Ok, I found what the problem was. Chances are slim, that someone would run into a similar issue, but since it took me quite a while to find the cause of the issue (and with quite a bit of googling), I'll post it here also with the hope that the topic will
be indexed by Google and might be useful for other developers should they face a similar problem.
My application had to parse xlsx files generated by another application. Initially I was using OLEDB for extracting xlsx file data, but then I noticed that for some files it failed throwing an exception "External table is not in the expected format.",
which normally means that the format of the file is not correct.
I checked files and found that those which OLEDB could parse were twice as big in size as those which it couldn't, while when opened in Excel (Excel could load both group of files with no problems) the amount of data contained was around the same. This looked
strange to me, of course. I opened internal XML files and saw that in "smaller" files some metadata was missing, for instance - in the worksheet document of the "bigger" files cells had their addresses explicitly added in cell attributes - similar to what
Then I found that xlsx files were generated by
SpreadsheetGear component in that other application. The application (i.e. the SG component) was generating "smaller" files always. The reason why some of them ended up being twice bigger is that those "bigger" files were opened by users in Excel and then
I contacted SpreadsheetGear support and they confirmed that they know about this issue. Indeed, SG component by default "optimizes" generated xlsx files by omitting certain metadata like explicit cell addresses. Reading such files is no problem for Excel
(which is the most probable scenario) but OLEDB will fail. Starting from version 5 there is a workaround in SG API added especially to be able to generate non-optimized and wellformed from OLEDB point of view xlsx files - i.e. files which would "look" exactly
like they would've been saved by Excel.
For those who might be interested, here's the line that should be added in SG code to make it generate non-optimized files - it's in bold in the code snippet below:
SpreadsheetGear.IWorkbookSet workbookSet = SpreadsheetGear.Factory.GetWorkbookSet();
// next line below makes SG generate non-optimized xlsx files
workbookSet.Experimental = "OleDbOpenXmlWorkaround";
SpreadsheetGear.IWorkbook workbook = workbookSet.Workbooks.Open(@"C:\myWorkbook.xlsx");
While developers of that other application were fixing their xlsx generation part, I took some time to see if there are other solutions to this problem. I found that "smaller" (i.e. "optimized") xlsx files could be opened and parsed with OpenXML SDK.

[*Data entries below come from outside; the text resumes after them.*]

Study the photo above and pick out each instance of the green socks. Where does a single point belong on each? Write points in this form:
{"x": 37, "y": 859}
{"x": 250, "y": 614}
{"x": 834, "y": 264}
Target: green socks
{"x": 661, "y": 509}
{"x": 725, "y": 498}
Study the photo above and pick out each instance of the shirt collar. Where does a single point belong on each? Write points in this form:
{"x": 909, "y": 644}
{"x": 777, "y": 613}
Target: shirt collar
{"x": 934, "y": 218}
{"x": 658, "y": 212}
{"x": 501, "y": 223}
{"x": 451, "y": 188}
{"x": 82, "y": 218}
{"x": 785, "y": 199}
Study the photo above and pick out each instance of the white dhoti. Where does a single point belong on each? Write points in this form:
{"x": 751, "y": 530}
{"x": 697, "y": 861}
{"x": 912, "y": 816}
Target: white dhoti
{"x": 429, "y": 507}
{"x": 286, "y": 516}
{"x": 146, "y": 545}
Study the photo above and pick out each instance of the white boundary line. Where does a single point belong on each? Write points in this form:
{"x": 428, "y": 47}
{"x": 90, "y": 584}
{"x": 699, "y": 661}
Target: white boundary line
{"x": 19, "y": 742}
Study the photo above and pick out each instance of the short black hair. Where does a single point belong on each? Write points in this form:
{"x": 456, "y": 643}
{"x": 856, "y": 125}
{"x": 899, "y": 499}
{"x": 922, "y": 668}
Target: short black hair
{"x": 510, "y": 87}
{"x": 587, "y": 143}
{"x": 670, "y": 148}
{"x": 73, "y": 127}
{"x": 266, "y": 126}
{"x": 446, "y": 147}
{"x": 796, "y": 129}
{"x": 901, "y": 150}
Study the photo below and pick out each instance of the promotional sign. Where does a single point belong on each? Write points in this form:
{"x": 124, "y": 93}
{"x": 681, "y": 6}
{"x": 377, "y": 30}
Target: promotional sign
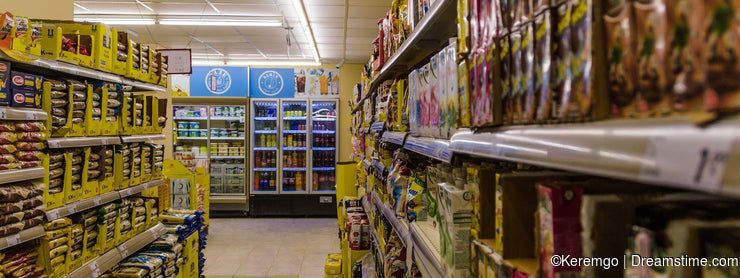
{"x": 219, "y": 82}
{"x": 271, "y": 83}
{"x": 316, "y": 82}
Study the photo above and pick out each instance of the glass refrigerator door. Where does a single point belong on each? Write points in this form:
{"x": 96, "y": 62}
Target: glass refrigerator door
{"x": 265, "y": 156}
{"x": 227, "y": 148}
{"x": 324, "y": 145}
{"x": 295, "y": 124}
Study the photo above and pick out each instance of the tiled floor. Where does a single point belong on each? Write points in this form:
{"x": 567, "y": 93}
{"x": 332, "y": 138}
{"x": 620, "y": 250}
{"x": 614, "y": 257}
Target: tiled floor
{"x": 248, "y": 247}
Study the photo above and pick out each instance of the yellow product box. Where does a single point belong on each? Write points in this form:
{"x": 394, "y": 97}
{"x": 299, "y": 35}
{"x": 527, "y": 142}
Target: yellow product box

But instead of using pure OpenXML SDK for parsing I decided to use ClosedXML as it makes the process a lot easier. My idea was that given that ClosedXML is built on top of OpenXML SDK, it would have no problem reading these files.
In reality, though, for some reason ClosedXML fails throwing NullReferenceException mentioned in my first post. Once I try to feed wellformed xlsx application - the same code works fine.
I am a bit surprised that the library using OpenXML would fail reading files which are in general readable by OpenXML, but at least now it's clear what causes the exception upon XLWorkbook instantiation.